Low end cross country bikes remain hard tails from a cost point of view as well as a fit for purpose point of view. Cross country race bikes are still hard tails with front suspension but seem to be keeping travel to under 100mm and typically 80 mm. This has given rise to endurance racing bikes that have become full suspension 80-100mm front and back, but have tried to keep weight to a minimum. These bikes offer improved handling and reduced rider fatigue for longer distance mid field riders. The suspensions used here have improved from first attempts where pedaling efficiency was poor. Now days designs include “intelligent”  shocks, stable platform valve and lockouts all in an attempt to improved pedaling efficiency.  A growing segment becoming more and more popular is the full suspension bike with 100-150mm of travel called trailbikes. These are very capable bikes with some downhill characteristics together with some cross country bike features.
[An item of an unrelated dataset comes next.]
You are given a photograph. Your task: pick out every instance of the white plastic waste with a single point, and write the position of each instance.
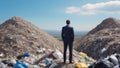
(53, 65)
(57, 54)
You could say that these bikes are becoming the everyday riders bike as they seem to offer a bit of everything for the recreational rider. Downhill bikes have become more specialized with more efficient suspension and they are really the test arena for all suspension systems on mountain bikes today. The trend is towards longer travel suspension in all bikes, as manufacturers improve pedaling efficiency, reduce weight and keep costs down, bike feature longer travel.

 

Drivetrain

The drivetrain is probably the least innovative area in mountain biking. Not much has changed since the first real mountain bikes. Essentially they all still use chain rings in front via a chain to cogs at the back. Ratios and speeds have varied from essentially 21 speed to 24 speed to 27 speed today. Most of the development has revolved around improving the quality of gear changes and reducing the weight of the components, but the mechanism has remained the same. Consequently this is the most time consuming and expensive part of the bike to maintain. However in the last two years some manufacturers have been experimenting with gearbox drive trains but it is still very early days so it will be a while before something major changes. , lighter stronger materials

Wheel Size 26 vs 29 inch

The 29er is seen by many as the ultimate solution to providing a smoother ride and getting over difficult obstacles more easily. The main difference between a 29inch and a 26inch is the wheel size with the 29er having a larger wheel diameter. On paper it all looks good, but how that translates on the trail is still quite debatable and there are pros and cons. So the best is to get some bikes and test ride them for yourself. That is what we did, checkout the Turner Sultan 29er review thanks to Dion. If you have ridden a 29er and have views then please share so that we can learn.  If you speak to the guys who ride them it may seem like they are evangelists but they are really just trying to tell you that it is a different ride. It is difficult to explain and quantify. I can equate it to the new bike feeling, that's the fast feeling that you get when you ride a new bike for the first few times. Somehow it just seems to go better than your old bike. It feels like the big wheels roll faster and easier over the rocks and the bike feels very stable. Don't be fooled though a 29er hardtail is no replacement for a 26" full sus, 0" travel just isn't the same as 4" travel no matter how big the wheels. But the big wheels sure are fun to ride, even if they are a bit heavier.